If you recompile this for each target CPU, the multiply constant can be an immediate operand for imul instead of loading from memory.
pause sleeps for ~100 clock on Skylake, but only for ~5 clocks on previous Intel uarches. So it hurts timing precision a bit, maybe sleeping up to 100 ns past a deadline when the CPU frequency is clocked down to ~1GHz. Or at a normal ~3GHz speed, more like up to +33ns.
Running continously, this loop heated up one core of my Skylake i7-6700k at ~3.9GHz by ~15 degrees C without pause, but only by ~9 C with pause. (From a baseline of ~30C with a big CoolerMaster Gemini II heatpipe cooler, but low airflow in the case to keep fan noise low.)
Adjusting the start-time measurement to be earlier than it really is will let you compensate for some of the extra overhead, like branch-misprediction when leaving the loop, as well as the fact that the first rdtsc doesn't sample the clock until probably near the end of its execution. Out-of-order execution can let rdtsc run early; you might use lfence, or consider rdtscp, to stop the first clock sample from happening out-of-order ahead of instructions before the delay function is called.
Keeping the offset in a variable will let you calibrate the constant offset, too. If you can do this automatically at startup, that could be good to handle variations between CPUs. But you need some high-accuracy timer for that to work, and this is already based on rdtsc.

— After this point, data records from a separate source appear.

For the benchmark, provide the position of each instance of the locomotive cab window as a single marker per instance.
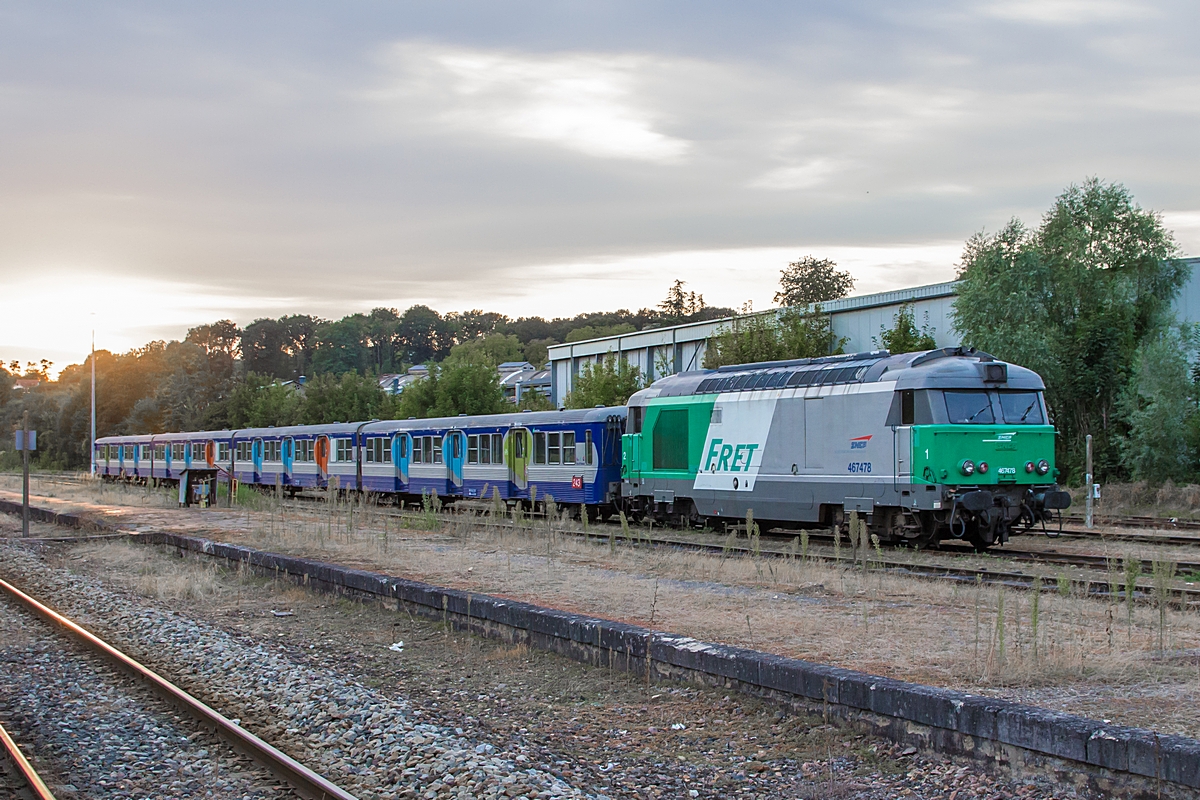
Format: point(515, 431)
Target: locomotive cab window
point(969, 408)
point(1021, 408)
point(671, 439)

Inlining the first RDTSC into the caller and passing the low 32 bits as another function arg would make sure the "timer" starts right away even if there's an instruction-cache miss or other pipeline stall when calling the delay function. So the I$ miss time would be part of the delay interval, not extra overhead.

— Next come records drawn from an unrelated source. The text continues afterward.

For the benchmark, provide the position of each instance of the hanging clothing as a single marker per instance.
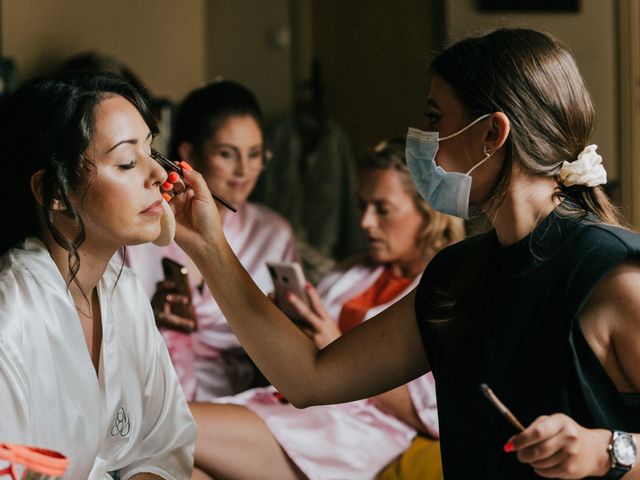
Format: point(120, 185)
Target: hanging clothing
point(525, 343)
point(129, 418)
point(352, 440)
point(210, 361)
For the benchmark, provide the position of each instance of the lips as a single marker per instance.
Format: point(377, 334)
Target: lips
point(154, 209)
point(238, 185)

The advantage of spinning on rdtsc:
If anything happens that delays execution, the loop still exits at the deadline, unless execution is currently blocked when the deadline passes (in which case you're screwed with any method).
So instead of using exactly n cycles of CPU time, you use CPU time until the current time is n * freq nanoseconds later than when you first checked.
With a simple counter delay loop, a delay that's long enough at 4GHz would make you sleep more than 4x too long at 0.8GHz (typical minimum frequency on recent Intel CPUs).
This does run rdtsc twice, so it's not appropriate for delays of only a couple nanoseconds. (rdtsc itself is ~20 uops, and has a throughput of one per 25 clocks on Skylake/Kaby Lake.) I think this is probably the least bad solution for a busy-wait of hundreds or thousands of nanoseconds, though.
Downside: a migration to another core with unsynced TSC could result in sleeping for the wrong time. But unless your delays are very long, the migration time will be longer than the intended delay. The worst case is sleeping for the delay-time again after the migration. The way I do the compare: (now - start) < count, instead of looking for a certain target target count, means that unsigned wraparound will make the compare true when now-start is a large number. You can't get stuck sleeping for nearly a whole second while the counter wraps around.
Downside: maybe you want to sleep for a certain number of core cycles, or to pause the count when the CPU is asleep.
Downside: old CPUs may not have a non-stop / invariant TSC. Check these CPUID feature bits at startup, and maybe use an alternate delay loop, or at least take it into account when calibrating. See also Get CPU cycle count? for my attempt at a canonical answer about RDTSC behaviour.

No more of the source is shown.